Home » Healthcare » Avian Flu, Continuity, Resilience: The New York Times and Jeff Jarvis

Avian Flu, Continuity, Resilience: The New York Times and Jeff Jarvis

March 17, 2006

supplu-chain

The New York Times reported yesterday on the potential impact of Avian Flu on business (“Is Business Ready for a Flu Pandemic?”, March 16, 2006).  The article quotes a Deloitte report:

“A pandemic flu outbreak in any part of the world would potentially cripple supply chains, dramatically reduce available labor pools,” the report said. “In a world where the global supply chain and real-time inventories determine most everything we do, down to the food available for purchase in our grocery stores, one begins to understand the importance of advanced planning…”

The Times continues:

Some of the most important planning involves… how to continue to deliver vital services in a crisis. Time Warner’s Cable News Network is making preparations to stay on the air from different locations.

“If there should be something that quarantines the production center here in Hong Kong, we could hand off to London and Atlanta,” Stephen Marcopoto, president of Turner International Asia Pacific, a Time Warner unit in Hong Kong, said.

Time Warner is also working to create a mechanized cart that could automatically load tape after tape into a satellite transmission system, so it could keep stations like Cartoon Network on the air — a boon if children were homebound for months.

But many corporate plans are painted in fairly broad brush strokes…

Today at Buzz Machine, Jeff Jarvis expands the discussion:

The Times asks whether corporations are ready for a pandemic. I’ve been asking myself the same question about schools, local government, telecommunications, technologists, local retail, and the rest of life.

The internet provides entirely new means of keeping life going even if we have to quarantine ourselves…

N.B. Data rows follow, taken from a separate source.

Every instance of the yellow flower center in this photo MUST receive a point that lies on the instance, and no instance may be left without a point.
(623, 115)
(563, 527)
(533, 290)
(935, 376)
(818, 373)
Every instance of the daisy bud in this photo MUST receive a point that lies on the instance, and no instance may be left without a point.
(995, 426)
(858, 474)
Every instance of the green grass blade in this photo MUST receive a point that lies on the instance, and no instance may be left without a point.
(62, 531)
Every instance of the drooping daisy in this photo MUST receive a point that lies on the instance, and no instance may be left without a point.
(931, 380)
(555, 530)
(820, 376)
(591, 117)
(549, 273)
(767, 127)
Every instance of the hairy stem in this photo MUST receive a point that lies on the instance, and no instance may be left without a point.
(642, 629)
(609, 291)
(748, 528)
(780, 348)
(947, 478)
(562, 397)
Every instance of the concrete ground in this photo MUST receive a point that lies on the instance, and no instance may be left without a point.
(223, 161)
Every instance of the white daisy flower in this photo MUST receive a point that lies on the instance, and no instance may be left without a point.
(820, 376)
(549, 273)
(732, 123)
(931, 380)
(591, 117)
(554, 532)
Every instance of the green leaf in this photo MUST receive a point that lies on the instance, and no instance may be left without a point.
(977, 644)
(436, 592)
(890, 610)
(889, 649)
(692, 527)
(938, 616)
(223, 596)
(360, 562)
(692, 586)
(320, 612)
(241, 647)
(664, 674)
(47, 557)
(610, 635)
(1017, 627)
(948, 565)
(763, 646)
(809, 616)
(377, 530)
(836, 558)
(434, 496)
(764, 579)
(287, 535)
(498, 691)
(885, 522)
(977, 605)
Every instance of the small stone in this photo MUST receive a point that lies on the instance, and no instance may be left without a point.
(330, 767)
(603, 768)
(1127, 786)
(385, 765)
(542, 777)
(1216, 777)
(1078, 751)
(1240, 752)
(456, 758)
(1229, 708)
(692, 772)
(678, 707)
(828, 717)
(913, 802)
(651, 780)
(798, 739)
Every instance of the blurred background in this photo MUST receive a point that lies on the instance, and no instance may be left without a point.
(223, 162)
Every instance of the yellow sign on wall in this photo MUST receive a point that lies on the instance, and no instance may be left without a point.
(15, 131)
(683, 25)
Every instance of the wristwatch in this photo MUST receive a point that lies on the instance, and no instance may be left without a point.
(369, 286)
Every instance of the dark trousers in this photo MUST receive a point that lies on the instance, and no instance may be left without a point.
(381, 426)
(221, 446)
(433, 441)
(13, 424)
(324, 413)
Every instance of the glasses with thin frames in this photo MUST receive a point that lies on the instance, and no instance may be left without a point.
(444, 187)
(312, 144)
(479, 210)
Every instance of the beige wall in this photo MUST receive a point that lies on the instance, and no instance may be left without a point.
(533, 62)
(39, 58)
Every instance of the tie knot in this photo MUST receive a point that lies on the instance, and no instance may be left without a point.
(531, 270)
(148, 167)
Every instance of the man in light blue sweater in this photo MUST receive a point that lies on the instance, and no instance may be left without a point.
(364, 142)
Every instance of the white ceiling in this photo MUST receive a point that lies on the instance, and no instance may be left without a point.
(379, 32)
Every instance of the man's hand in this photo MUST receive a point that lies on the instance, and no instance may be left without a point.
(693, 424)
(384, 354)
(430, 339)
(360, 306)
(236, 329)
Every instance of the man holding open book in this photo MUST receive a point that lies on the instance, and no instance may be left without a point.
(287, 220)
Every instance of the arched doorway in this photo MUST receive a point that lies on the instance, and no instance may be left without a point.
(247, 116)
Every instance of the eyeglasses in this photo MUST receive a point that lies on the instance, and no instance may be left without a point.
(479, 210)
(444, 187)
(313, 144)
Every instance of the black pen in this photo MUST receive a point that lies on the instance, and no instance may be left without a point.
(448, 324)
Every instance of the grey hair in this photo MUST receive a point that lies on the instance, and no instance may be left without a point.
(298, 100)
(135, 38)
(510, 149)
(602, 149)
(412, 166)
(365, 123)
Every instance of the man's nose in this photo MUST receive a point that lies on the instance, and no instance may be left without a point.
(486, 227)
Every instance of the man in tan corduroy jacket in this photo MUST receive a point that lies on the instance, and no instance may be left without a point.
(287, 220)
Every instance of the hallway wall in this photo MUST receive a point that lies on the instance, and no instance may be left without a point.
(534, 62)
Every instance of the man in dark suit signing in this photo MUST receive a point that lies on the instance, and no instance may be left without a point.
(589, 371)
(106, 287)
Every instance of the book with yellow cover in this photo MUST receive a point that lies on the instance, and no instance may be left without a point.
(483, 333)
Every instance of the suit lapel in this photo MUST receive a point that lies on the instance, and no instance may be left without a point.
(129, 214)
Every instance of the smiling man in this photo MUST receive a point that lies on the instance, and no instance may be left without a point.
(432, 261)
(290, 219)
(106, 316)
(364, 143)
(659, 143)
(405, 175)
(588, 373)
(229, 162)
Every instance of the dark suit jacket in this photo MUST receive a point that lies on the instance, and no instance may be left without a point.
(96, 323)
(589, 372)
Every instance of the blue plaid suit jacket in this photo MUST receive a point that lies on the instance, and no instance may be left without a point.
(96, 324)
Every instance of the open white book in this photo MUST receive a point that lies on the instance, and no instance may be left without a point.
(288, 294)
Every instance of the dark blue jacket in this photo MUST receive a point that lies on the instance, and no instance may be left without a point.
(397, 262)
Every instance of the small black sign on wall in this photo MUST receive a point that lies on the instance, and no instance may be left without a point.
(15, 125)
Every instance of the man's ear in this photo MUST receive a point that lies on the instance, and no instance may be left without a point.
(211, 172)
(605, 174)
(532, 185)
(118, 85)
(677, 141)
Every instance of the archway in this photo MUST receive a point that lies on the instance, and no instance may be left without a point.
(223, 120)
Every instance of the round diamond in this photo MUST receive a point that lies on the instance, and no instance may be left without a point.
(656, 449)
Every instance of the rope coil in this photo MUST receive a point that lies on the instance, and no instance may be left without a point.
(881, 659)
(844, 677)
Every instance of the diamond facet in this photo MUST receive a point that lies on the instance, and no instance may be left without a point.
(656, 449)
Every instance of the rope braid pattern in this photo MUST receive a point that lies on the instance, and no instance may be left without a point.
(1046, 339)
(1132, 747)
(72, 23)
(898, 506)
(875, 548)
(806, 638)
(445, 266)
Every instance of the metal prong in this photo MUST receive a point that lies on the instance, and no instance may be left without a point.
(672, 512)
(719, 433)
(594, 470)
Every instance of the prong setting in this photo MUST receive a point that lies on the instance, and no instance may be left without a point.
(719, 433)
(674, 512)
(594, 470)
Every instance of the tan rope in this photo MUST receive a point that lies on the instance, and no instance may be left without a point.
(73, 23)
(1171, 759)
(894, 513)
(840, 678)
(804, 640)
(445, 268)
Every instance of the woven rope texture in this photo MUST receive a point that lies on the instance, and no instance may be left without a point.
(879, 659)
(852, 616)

Schools should be ready to teach students remotely…

Cable companies, telephone companies, and power companies should make passing every home with bandwidth a priority, a matter of national security…

PBS, NPR, and commercial broadcasters should be prepared to air classroom instruction …

Every office needs a plan for running the business across distributed, distance networks….

Every local retailer, especially supermarkets, should have plans for online and phone ordering and for delivery to homes, without face-to-face contact. …

Similarly, if I had a restaurant and a prayer of survival, I’d pull a deliver-and-run strategy out my hat…

Count the number of scenarios here in which rules automation might spell the difference between success and failure.  Thorough planning… best practices identified and transformed into executable code… automated processes extended across networks…  An extensive series of tasks for Enterprise Resilience Management.

Clearly, there’s a great deal of work to be done to make us truly resilient.